Apesar de parecer pesado, o abriu com facilidade. Ao atravessá-lo, Serena encontrou uma cozinha provisória, porém organizada. Pessoas iam e vinham apressadas, algumas cortavam legumes, outras lavavam pratos, e um cheiro acolhedor de comida se espalhava pelo ar.
O ambiente tinha algo de aconchegante, embora os rostos dos trabalhadores mostrassem cansaço e tristeza. Serena se aproximou de uma idosa de cabelos grisalhos, que mexia uma sopa em uma enorme panela de metal.
— Bom dia… me disseram que o café da manhã do senhor herói já estava pronto.
A senhora ergueu os olhos, suavizando o rosto cansado.
— Oh, sim, querida… já estamos terminando.
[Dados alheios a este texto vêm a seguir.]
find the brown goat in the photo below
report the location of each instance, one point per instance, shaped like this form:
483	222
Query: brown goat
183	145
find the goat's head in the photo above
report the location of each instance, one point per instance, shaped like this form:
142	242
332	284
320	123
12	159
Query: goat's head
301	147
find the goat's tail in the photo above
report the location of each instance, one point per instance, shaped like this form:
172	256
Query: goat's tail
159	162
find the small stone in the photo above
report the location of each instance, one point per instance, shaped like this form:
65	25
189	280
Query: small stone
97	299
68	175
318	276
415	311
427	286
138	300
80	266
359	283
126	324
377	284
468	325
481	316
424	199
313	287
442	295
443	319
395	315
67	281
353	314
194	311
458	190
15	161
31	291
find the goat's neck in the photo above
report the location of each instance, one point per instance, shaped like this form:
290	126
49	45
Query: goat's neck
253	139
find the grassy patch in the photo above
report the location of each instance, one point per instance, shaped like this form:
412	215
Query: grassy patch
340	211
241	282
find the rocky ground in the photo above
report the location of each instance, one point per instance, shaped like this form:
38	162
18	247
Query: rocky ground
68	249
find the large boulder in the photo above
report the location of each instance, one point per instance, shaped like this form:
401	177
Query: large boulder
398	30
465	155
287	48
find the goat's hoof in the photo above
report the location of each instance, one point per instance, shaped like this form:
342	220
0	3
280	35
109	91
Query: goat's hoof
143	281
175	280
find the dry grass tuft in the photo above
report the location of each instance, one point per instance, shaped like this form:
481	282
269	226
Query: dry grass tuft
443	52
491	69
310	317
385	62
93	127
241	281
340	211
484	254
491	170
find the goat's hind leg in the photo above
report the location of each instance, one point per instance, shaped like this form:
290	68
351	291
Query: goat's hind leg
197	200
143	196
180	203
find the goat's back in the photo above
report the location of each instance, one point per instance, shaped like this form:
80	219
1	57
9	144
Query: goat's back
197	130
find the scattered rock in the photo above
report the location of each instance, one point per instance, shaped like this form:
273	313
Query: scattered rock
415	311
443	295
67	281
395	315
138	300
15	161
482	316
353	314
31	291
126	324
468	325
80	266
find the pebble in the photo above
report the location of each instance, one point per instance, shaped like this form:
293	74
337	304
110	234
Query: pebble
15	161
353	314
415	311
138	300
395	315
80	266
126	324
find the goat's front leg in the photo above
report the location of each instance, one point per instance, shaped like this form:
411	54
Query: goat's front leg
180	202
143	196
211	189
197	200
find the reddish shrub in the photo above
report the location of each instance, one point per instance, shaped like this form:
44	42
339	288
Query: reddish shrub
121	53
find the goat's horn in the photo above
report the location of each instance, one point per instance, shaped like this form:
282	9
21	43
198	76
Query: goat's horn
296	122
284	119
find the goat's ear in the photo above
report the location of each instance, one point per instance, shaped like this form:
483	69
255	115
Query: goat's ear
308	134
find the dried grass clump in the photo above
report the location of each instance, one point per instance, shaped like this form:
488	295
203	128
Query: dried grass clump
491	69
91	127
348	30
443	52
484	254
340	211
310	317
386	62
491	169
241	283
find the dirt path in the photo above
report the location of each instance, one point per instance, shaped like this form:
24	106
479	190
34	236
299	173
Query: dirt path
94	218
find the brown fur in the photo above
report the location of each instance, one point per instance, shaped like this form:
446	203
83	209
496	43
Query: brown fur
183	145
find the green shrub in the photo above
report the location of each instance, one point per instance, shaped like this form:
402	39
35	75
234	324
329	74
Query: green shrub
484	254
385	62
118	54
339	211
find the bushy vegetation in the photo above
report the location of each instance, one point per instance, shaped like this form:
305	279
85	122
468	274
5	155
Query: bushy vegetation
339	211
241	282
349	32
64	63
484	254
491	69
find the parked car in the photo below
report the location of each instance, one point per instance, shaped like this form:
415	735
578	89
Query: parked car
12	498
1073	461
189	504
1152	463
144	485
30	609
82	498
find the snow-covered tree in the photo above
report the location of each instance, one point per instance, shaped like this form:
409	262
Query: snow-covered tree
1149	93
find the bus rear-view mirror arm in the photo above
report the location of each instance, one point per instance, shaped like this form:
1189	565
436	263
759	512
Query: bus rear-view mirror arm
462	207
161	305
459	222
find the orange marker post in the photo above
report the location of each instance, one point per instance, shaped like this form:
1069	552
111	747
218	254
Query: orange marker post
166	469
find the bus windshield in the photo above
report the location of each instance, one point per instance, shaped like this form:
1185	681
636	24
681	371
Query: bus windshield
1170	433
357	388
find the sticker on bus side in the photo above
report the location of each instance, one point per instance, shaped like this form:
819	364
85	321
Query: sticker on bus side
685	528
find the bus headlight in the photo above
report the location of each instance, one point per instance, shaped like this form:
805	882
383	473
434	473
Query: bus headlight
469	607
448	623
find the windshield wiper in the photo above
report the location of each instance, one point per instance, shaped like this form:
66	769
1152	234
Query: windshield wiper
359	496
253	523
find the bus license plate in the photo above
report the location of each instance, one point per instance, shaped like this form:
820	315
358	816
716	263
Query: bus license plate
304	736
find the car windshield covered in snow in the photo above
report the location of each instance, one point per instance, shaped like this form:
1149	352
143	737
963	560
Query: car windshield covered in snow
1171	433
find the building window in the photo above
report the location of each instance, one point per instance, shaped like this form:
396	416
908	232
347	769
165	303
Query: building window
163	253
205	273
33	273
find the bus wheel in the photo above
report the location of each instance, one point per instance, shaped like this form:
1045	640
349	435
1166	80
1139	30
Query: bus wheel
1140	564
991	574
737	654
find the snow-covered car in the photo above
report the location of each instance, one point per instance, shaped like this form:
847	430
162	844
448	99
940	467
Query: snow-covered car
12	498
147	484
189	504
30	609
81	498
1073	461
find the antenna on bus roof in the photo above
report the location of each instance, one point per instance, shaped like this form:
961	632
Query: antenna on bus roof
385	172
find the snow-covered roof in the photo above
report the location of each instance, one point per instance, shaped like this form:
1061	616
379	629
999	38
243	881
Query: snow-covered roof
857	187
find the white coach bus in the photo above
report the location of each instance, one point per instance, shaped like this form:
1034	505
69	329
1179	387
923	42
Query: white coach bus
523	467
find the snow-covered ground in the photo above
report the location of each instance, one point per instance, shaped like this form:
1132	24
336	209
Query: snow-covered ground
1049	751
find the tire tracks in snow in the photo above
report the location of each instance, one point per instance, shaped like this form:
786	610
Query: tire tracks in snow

Que tal sentar-se ali? Em poucos instantes eu mesma lhe trarei o prato.
— C-certo… — respondeu Serena, hesitante.
Ela obedeceu e se acomodou em um banco de madeira. A jovem observava os cozinheiros em plena atividade; para ela, cozinhar parecia uma espécie de magia. Alguns, contudo, chamavam mais a atenção, cortando cebolas, para disfarçar as lágrimas que escorriam em suas bochechas.
As coisas nunca mais voltarão a ser como antes… Pensou ela, ao ver a aflição estampada nos rostos de alguns trabalhadores.
Poucos minutos depois, a idosa retornou trazendo um prato generoso, pedaços de carne suculenta, grãos de diversas cores e um aroma irresistível que invadia as narinas.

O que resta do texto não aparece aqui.